See “Cautious Optimism About ZMapp Trial”
It could also be used prophylactically, which is to say that if they came into contact with someone who has been infected, because the antibodies stay in the blood stream for a long time, you could actually start dosing someone [before an infection takes hold].
Currently, ZMapp is the state of the art in terms of an antibody therapeutic. It’s incredibly effective in nonhuman primates. . . . The problem with ZMapp is that it’s specific to Ebola Zaire. . . . That’s where these antibodies we’ve described in this paper come in because we have preliminary data that’s promising that we should be able to develop this into a cocktail that can protect against all Ebolaviruses.

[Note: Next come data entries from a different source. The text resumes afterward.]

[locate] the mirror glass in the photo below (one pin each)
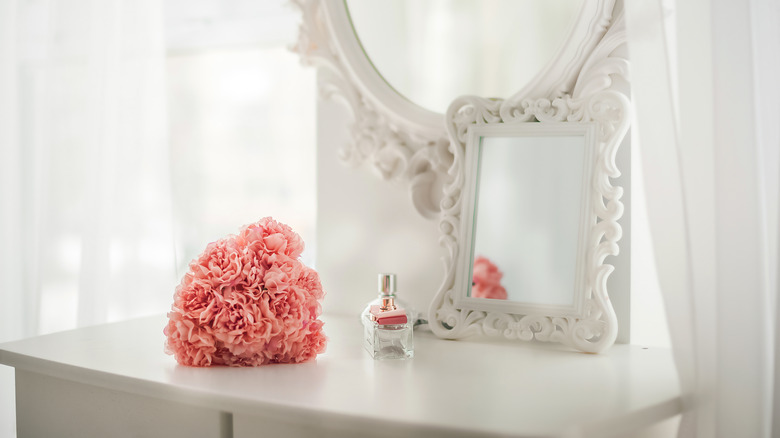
(527, 227)
(432, 51)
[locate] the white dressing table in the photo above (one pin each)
(114, 380)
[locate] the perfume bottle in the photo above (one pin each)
(388, 327)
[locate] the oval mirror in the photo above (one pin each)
(432, 51)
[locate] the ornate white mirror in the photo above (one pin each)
(526, 193)
(381, 59)
(431, 51)
(407, 140)
(531, 212)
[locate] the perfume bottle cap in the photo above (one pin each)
(387, 284)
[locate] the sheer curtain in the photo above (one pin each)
(704, 83)
(85, 208)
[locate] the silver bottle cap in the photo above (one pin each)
(387, 284)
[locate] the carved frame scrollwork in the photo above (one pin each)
(592, 101)
(402, 141)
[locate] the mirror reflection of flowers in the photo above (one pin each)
(248, 300)
(486, 280)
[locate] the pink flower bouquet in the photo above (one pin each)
(486, 280)
(247, 300)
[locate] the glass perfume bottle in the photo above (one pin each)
(387, 326)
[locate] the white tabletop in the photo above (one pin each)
(492, 388)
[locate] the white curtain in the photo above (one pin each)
(704, 84)
(85, 228)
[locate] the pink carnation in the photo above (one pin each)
(248, 300)
(486, 282)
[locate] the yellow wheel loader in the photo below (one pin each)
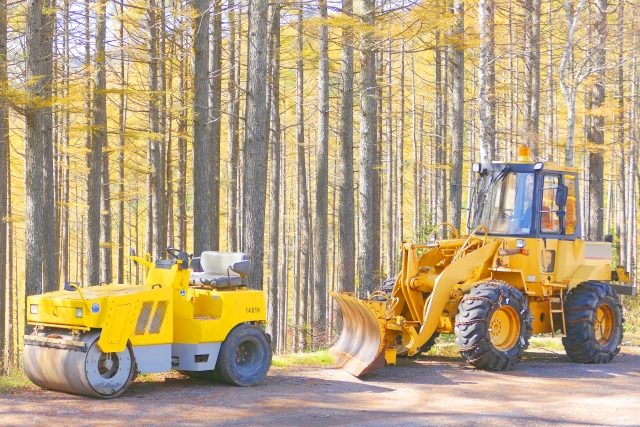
(522, 268)
(202, 321)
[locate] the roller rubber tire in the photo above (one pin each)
(249, 371)
(581, 307)
(473, 328)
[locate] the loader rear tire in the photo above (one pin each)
(493, 326)
(245, 356)
(593, 318)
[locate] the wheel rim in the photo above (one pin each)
(505, 328)
(603, 325)
(247, 353)
(108, 373)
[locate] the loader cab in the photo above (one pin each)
(524, 199)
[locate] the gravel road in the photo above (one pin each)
(545, 389)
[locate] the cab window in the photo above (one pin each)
(549, 221)
(571, 217)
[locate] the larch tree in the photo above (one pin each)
(595, 129)
(457, 114)
(486, 81)
(201, 157)
(304, 220)
(255, 143)
(320, 230)
(33, 147)
(4, 170)
(154, 139)
(274, 290)
(49, 259)
(568, 81)
(215, 58)
(531, 98)
(346, 208)
(368, 122)
(100, 137)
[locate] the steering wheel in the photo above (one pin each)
(467, 243)
(508, 216)
(433, 234)
(173, 252)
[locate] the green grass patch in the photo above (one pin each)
(445, 346)
(545, 342)
(15, 381)
(631, 307)
(313, 359)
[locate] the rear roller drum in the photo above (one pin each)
(92, 373)
(593, 318)
(493, 326)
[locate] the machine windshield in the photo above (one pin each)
(505, 204)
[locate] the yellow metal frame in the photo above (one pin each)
(183, 314)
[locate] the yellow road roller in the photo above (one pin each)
(522, 267)
(195, 315)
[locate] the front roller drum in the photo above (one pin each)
(76, 368)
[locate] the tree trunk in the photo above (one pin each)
(274, 178)
(320, 229)
(49, 268)
(486, 81)
(181, 190)
(100, 137)
(595, 135)
(367, 149)
(457, 117)
(621, 200)
(215, 57)
(94, 164)
(5, 303)
(391, 244)
(34, 149)
(548, 139)
(346, 223)
(532, 75)
(122, 127)
(201, 157)
(255, 144)
(232, 132)
(303, 196)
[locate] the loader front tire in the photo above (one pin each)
(245, 356)
(593, 318)
(493, 326)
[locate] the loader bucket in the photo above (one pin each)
(361, 346)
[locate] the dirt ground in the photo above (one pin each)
(545, 389)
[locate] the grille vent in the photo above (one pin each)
(143, 318)
(158, 317)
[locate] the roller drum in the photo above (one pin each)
(90, 372)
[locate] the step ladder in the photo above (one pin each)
(556, 306)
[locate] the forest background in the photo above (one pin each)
(315, 136)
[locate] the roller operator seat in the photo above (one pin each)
(221, 270)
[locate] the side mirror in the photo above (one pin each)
(562, 193)
(132, 252)
(241, 267)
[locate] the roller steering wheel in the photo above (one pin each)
(173, 252)
(467, 243)
(433, 234)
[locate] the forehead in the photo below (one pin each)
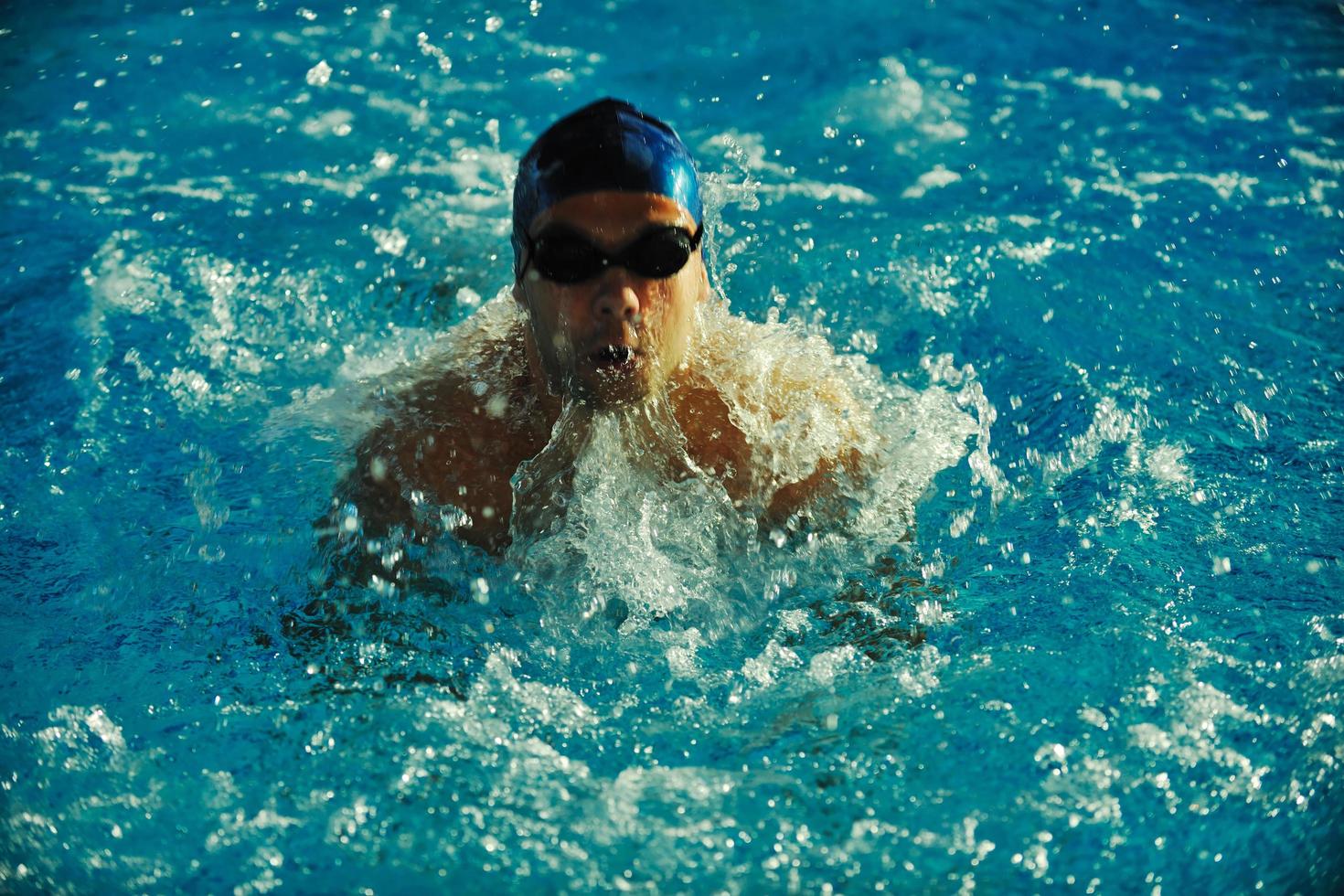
(613, 215)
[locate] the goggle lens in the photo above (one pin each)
(565, 257)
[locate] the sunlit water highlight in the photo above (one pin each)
(1085, 263)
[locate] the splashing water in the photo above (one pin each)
(1078, 626)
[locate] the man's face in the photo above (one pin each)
(617, 336)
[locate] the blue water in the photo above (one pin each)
(1105, 240)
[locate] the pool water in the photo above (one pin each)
(1086, 261)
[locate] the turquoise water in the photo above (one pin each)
(1093, 258)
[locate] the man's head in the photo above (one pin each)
(606, 235)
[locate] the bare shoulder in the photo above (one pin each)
(443, 458)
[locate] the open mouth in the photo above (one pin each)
(613, 357)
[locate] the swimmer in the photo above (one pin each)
(612, 312)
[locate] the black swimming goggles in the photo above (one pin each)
(563, 255)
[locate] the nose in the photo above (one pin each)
(615, 295)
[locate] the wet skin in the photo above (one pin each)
(611, 341)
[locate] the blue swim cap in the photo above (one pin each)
(605, 145)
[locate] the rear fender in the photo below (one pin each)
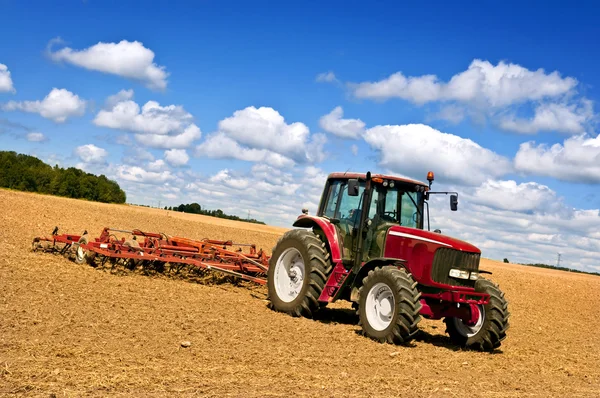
(329, 231)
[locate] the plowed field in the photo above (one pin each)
(72, 330)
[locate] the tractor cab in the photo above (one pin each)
(364, 207)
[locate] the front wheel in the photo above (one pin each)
(297, 273)
(389, 305)
(490, 329)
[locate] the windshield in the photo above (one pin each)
(399, 207)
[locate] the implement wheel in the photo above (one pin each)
(82, 255)
(389, 305)
(490, 329)
(297, 273)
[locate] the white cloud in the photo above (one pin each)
(523, 233)
(121, 96)
(152, 118)
(414, 149)
(157, 165)
(499, 85)
(346, 128)
(176, 157)
(35, 137)
(563, 118)
(136, 155)
(90, 153)
(127, 59)
(140, 175)
(220, 146)
(577, 159)
(6, 84)
(265, 128)
(508, 195)
(154, 125)
(451, 113)
(58, 105)
(326, 77)
(262, 135)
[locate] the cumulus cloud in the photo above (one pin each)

On the vaccine side, the existing vaccines elicit antibodies in people that recognize or neutralize or otherwise block the activity of the Ebola glycoprotein. People are working on multivalent vaccines that would hit different strains of Ebola, but that’s going to be made by mixing different vectors or having a single vector express multiple antigens.
What we’re talking about in terms of vaccines is different. Now that we know that these broadly reactive and protective antibodies can be elicited, we have some ideas for how to design new immunogens that would elicit these kinds of antibodies. I should stress this is theoretical, we haven’t done anything at this point.
The goal would be to give somebody a single vaccine and they would be protected against all Ebolaviruses. . . . This work shows it should be possible to make such vaccines. But “should be possible” and actually doing it are different things.
Chandran’s collaborators on the study include researchers at Mapp Biopharmaceutical, which developed ZMapp.